Entertainment
Texas Forever: 'Friday Night Lights' Is Headed To Netflix This Month
Plus, every season of '30 Rock,' a Paris Hilton cooking show, and a new Sandra Oh dramedy.
As we head into our last full month of summer, it’s only fair that Netflix give us a healthy helping of new TV shows and films to dive into while we still have time to relax in front of our TVs in the nice comfort of our central air-conditioning (or, if you’re me, precariously-installed window unit). Luckily, the streaming service isn’t letting us down this August, mixing together a wonderful array of original series and films with old classics that we’d all have a great time revisiting.

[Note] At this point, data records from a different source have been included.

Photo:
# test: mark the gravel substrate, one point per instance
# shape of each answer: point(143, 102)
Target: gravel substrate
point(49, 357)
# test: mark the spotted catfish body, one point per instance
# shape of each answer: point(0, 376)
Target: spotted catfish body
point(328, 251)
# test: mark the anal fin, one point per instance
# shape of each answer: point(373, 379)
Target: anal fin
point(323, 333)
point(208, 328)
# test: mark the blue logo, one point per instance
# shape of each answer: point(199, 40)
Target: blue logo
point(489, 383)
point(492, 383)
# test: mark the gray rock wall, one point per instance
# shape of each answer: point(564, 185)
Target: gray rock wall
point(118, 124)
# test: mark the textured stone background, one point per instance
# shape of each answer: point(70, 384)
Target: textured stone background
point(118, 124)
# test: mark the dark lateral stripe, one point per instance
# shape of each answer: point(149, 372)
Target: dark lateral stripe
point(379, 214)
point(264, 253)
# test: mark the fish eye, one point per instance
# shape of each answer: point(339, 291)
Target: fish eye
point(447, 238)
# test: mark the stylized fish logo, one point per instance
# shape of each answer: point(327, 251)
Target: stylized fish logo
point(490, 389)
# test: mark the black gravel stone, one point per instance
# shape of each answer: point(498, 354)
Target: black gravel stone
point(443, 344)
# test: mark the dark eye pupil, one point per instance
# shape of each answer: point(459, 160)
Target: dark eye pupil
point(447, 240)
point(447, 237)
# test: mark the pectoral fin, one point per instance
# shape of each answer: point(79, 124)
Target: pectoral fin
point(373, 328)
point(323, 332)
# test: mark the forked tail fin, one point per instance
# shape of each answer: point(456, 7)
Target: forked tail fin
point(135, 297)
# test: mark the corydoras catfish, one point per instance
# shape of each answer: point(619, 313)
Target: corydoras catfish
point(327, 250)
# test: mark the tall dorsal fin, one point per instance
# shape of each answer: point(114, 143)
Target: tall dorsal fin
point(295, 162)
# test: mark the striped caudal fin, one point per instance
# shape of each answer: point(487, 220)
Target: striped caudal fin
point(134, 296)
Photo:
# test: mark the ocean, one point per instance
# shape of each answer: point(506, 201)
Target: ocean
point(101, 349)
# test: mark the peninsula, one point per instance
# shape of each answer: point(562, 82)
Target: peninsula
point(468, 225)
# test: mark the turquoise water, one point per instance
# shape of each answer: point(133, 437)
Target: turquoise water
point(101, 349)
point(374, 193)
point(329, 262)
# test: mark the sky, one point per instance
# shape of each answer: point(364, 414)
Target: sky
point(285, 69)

If you’re anything like me, you’ll be super excited to learn that all seven seasons of 30 Rock are returning to Netflix after first leaving the service almost four years ago, back in September 2017. Since then, the series has lived on almost every other streaming service — including Hulu, Amazon Prime Video, and most recently, Peacock — but starting on the first day of August, you can find the series on Netflix, allowing you to once again crack up at the near-daily antics of Tina Fey, Tracy Morgan, Jack McBrayer, and Jane Krakowski. (Alec Baldwin is just a casualty we’ll have to contend with.)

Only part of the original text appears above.